The calcined coke market should also be driven primarily by increased construction and infrastructure. For instance, construction of bridges, roads, and dams in countries like India, China, or Singapore will increase the demand. The growing steel industry is also expected to increase the demand for calcined petrol coke.

The calcined petroleum coke market is further segmented by type, application, and geography. By type, the market can be divided into needle, shot, sponge, and honeycomb. By application, the market is divided into fuel, aluminum, bricks & glass, paints & coatings, titanium dioxide, and steel. The calcined petroleum coke market by geography is divided into North America, South America, Europe, Asia Pacific, and Rest of the World.

Many manufacturers are looking to reduce costs and improve their manufacturing processes as the market for calcined petrol coke continues to grow. One way is to invest new equipment or technology that can reduce waste. A second strategy is to create partnerships with other companies within the industry, like aluminum and steel producers. They can then share resources, and improve efficiency.

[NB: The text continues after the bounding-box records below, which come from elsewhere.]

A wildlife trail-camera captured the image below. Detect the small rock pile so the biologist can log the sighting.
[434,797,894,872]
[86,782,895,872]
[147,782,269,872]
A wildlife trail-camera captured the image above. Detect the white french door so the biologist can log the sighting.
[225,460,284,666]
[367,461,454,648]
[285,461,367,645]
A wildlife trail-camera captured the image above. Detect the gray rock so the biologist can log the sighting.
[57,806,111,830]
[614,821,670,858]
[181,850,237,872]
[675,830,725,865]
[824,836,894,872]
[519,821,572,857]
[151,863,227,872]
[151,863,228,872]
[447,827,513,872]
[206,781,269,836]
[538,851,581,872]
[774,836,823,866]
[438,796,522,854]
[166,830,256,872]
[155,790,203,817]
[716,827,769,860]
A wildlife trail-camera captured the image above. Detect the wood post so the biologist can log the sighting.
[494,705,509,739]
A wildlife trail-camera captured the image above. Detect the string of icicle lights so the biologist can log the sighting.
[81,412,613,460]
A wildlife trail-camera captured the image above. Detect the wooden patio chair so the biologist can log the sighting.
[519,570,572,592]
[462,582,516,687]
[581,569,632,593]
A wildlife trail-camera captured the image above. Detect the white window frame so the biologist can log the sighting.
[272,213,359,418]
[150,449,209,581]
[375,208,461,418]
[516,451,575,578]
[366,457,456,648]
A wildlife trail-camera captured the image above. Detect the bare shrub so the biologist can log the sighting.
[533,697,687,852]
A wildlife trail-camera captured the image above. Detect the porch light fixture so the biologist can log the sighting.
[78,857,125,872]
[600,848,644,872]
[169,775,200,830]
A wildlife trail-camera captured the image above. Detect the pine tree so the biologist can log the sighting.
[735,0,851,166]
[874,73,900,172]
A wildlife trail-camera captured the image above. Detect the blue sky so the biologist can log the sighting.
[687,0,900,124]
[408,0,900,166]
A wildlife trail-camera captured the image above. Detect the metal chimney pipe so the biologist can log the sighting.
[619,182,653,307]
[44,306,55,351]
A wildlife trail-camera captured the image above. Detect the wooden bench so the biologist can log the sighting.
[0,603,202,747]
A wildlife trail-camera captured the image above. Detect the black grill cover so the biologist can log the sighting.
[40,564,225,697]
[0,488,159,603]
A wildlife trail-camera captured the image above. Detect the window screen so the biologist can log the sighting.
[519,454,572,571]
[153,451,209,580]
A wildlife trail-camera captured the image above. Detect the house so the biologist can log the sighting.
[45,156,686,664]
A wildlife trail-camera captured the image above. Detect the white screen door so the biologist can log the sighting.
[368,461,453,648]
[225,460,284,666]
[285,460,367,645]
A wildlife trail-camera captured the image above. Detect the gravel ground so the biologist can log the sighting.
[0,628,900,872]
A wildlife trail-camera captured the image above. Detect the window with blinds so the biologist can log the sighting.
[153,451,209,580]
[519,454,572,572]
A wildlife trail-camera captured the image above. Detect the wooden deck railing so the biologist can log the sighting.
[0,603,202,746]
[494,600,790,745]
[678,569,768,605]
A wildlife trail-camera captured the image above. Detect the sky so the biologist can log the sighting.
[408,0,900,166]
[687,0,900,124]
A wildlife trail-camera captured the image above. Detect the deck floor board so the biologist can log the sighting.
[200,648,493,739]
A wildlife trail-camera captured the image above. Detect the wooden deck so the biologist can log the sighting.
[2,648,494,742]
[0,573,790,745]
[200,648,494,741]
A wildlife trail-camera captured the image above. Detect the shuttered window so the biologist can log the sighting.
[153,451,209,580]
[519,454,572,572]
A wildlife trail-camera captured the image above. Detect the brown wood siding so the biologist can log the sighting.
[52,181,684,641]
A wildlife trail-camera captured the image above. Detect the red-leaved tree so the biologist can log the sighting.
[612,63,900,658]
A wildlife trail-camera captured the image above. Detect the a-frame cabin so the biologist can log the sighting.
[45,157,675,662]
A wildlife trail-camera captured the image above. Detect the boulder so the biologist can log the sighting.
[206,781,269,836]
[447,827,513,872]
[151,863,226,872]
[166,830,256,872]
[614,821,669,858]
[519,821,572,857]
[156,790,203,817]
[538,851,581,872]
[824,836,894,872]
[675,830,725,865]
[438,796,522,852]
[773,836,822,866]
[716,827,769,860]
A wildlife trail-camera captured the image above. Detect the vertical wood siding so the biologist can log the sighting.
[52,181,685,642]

The calcined petcoke market is also driven by the increasing investments of key manufacturers. For example, in 2023, Emirates Global Aluminum (EGA) signed a deal with BP to develop a calcined petcoke mixing plant. This partnership will enable EGA to secure an additional supply of low sulfur calcined petcoke for its aluminum plants.

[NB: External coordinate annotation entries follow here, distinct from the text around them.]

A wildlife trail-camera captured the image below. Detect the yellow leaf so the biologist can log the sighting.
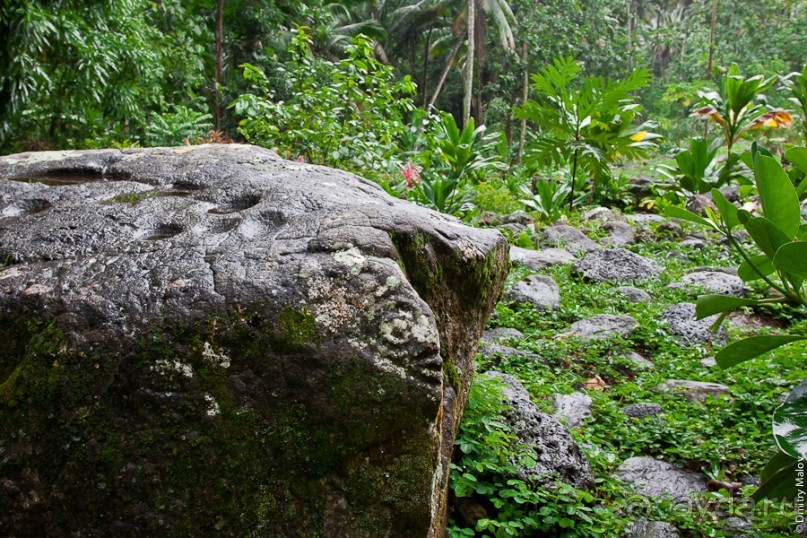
[630,131,647,142]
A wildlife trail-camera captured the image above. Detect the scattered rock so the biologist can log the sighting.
[622,403,664,418]
[616,456,708,503]
[602,220,636,247]
[625,213,667,224]
[656,221,684,239]
[616,286,651,303]
[0,144,509,536]
[622,520,681,538]
[570,314,639,340]
[504,275,560,310]
[678,236,706,250]
[670,271,745,297]
[572,248,662,282]
[482,327,524,343]
[553,392,591,428]
[541,224,602,256]
[623,351,655,370]
[698,357,717,368]
[583,207,625,222]
[661,303,727,345]
[477,342,543,361]
[723,516,755,538]
[686,194,715,215]
[658,379,729,403]
[483,372,594,488]
[510,247,575,269]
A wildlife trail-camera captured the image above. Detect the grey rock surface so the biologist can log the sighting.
[478,342,543,361]
[552,392,592,428]
[658,379,729,403]
[602,220,636,247]
[625,213,667,224]
[670,271,745,297]
[483,372,594,488]
[510,247,575,269]
[616,456,708,503]
[541,224,602,256]
[504,275,560,310]
[0,145,509,536]
[572,248,662,282]
[623,520,681,538]
[661,303,727,345]
[616,286,652,303]
[622,403,664,418]
[570,314,639,340]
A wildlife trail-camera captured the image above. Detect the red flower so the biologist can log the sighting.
[401,161,420,189]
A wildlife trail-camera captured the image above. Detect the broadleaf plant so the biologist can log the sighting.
[665,144,807,499]
[515,57,659,210]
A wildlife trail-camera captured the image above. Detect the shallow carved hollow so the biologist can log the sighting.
[0,145,508,537]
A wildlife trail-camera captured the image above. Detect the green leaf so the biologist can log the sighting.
[773,241,807,279]
[749,155,801,239]
[695,295,758,319]
[737,254,776,282]
[737,217,798,259]
[773,380,807,458]
[715,335,807,369]
[712,189,740,230]
[785,146,807,174]
[753,452,798,501]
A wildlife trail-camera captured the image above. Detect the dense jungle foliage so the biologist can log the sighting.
[0,0,807,536]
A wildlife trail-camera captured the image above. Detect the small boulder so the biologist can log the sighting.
[661,303,727,346]
[571,314,639,340]
[686,194,715,215]
[623,351,654,370]
[483,372,594,488]
[552,392,591,428]
[670,271,745,297]
[572,248,662,282]
[510,247,575,269]
[602,220,636,247]
[622,403,664,418]
[477,342,543,361]
[504,275,560,310]
[541,224,602,255]
[482,327,524,343]
[658,379,729,403]
[616,286,651,303]
[616,456,708,503]
[622,519,681,538]
[625,213,667,224]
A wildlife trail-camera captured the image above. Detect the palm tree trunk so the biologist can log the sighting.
[462,0,476,127]
[706,0,717,80]
[420,28,432,108]
[215,0,224,130]
[426,39,462,113]
[516,39,530,164]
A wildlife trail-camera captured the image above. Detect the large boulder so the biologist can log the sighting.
[0,145,509,537]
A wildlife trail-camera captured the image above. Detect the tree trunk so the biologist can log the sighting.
[420,28,432,108]
[625,0,633,71]
[215,0,224,130]
[426,38,462,113]
[706,0,717,80]
[516,39,530,164]
[462,0,476,127]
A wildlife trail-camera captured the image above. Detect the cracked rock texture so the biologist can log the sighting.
[0,145,509,537]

The global calcined petroleum coke market is also driven by the increasing production of aluminum. The Asian region, in particular, has seen a significant increase in production due to economic reforms and infrastructure development. This trend is expected to continue over the forecast period.

In addition to these factors, the market is impacted by the changing government regulations and severe weather conditions. For example, in 2016, the Indian government demonetized all 500 and 1000 rupee banknotes, leading to cash shortages and reducing demand for cement, which in turn reduced calcined petroleum coke demand.

In order to curb pollution caused by the burning of petcoke, many countries have imposed strict emission standards on their refineries. These regulations led to the formation a global coalition known as MARPOL or the Marine Pollution Convention. It has over 180 members. The implementation of this code has led to a decrease in the use of fuel grade petcoke, as it is more costly than calcined petroleum coke. GPC may still be used for gasification, cement, lime-kiln, and calcium carbide industries, depending on the actual user.